C’était un tournant absolu de 1980, un moment important de mobilisation. Valéry Giscard d’Estaing, le président de l’époque n’est pas rentré de la chasse. Il [le gouvernement] n’a pas compris l’importance de la chose, ce qui avait alors complètement choqué les Français.
Comment la communauté juive a-t-elle réagi ?
La communauté juive a réagi à chaud. Les Juifs ont retrouvé les réactions de peur du ghetto, d’être isolés, de ne pas être des Français comme les autres. Mais par la suite, quand ils ont participé aux manifestations énormes, à la mobilisation générale contre l’antisémitisme et contre le racisme, ils ont surmonté cette réaction de terreur face à l’antisémitisme. Ils ont compris que ce n’était pas l’extrême droite classique, mais que cela venait du conflit au Proche-Orient. Cela avait d’autres racines. Les terroristes n’étaient pas d’extrême droite française. C’était des gens venus du Liban, du Yémen. Ils ont compris qu’il ne s’agissait pas d’un antisémitisme français.

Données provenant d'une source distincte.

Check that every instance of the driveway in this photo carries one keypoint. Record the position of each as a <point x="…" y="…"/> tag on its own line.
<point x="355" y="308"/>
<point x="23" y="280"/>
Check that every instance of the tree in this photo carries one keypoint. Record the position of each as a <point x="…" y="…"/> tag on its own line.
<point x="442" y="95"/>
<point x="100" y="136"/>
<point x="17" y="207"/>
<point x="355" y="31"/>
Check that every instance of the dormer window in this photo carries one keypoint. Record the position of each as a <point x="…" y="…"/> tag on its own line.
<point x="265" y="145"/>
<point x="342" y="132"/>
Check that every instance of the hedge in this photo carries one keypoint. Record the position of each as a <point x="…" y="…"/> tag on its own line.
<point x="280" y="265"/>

Pensez-vous que ce procès peut apporter un apaisement aux victimes, aussi longtemps après les faits et sans la présence du principal suspect ?

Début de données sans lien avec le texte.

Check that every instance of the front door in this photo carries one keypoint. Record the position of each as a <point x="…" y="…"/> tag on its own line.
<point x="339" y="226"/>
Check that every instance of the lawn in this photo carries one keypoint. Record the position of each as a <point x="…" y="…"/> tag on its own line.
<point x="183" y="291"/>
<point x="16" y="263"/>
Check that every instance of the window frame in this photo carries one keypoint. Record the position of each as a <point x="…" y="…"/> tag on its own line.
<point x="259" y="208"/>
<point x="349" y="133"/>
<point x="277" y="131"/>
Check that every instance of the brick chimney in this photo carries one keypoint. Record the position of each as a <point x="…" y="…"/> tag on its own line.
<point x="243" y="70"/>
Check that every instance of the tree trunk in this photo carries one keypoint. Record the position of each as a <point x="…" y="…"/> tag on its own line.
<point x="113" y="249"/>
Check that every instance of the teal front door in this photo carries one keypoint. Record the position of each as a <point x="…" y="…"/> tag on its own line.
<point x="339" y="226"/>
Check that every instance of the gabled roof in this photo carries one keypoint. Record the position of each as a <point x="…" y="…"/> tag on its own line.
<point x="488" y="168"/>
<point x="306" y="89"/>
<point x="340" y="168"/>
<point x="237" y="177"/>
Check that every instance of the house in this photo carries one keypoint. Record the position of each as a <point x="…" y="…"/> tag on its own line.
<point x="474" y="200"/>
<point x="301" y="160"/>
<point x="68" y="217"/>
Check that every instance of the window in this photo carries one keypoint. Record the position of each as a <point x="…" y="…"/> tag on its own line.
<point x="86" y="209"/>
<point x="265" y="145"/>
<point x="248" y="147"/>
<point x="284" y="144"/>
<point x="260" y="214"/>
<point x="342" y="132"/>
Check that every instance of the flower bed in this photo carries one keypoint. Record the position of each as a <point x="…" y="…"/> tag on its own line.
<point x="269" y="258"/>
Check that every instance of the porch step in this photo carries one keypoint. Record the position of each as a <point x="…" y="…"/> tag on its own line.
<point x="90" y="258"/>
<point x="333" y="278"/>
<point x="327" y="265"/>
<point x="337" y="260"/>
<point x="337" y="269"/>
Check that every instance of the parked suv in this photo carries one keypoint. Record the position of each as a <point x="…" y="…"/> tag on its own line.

C’est très important de ne pas oublier. Même si l’accusé n’est pas là, même si l’accusé est condamné mais pas extradé. Il a déjà fait de la prison en France, il a été extradé une première fois.
Il faut rappeler quelque chose de complètement exceptionnel : les enquêteurs français, la police, la DST (Direction de la surveillance du territoire – service de renseignement intérieur), la brigade criminelle n’ont jamais arrêté de travailler pour trouver les auteurs de ces crimes. Jamais. Donc il faut absolument rendre hommage à ce système français. Micha Shagrir (le mari d’Aliza Shagrir, journaliste israélienne victime de l’attentat) le dit dans l’interview qu’il m’a donné en octobre 2013 pour Libération : “J’ai été très impressionné par la détermination des services secrets français qui n’ont jamais abandonné”. Cela donne effectivement confiance en la justice française, en l’État français. Il dit cela, à quel point lui ça lui fait du bien de penser que la justice ne lâche pas.
Le procès rend hommage aux victimes, à l’État français, à la mobilisation, qui était quand même exceptionnelle, des Français contre le racisme et l’antisémitisme. Après la dernière guerre mondiale, vous aviez un demi-million de personnes qui manifestaient contre le racisme et l’antisémitisme, des gens de droite comme Simone Veil, des gens de gauche comme Mitterrand, 475 députés de l’Assemblée nationale…Tout cela était un moment d’unité nationale contre le racisme et l’antisémitisme. Rappeler cela fait du bien.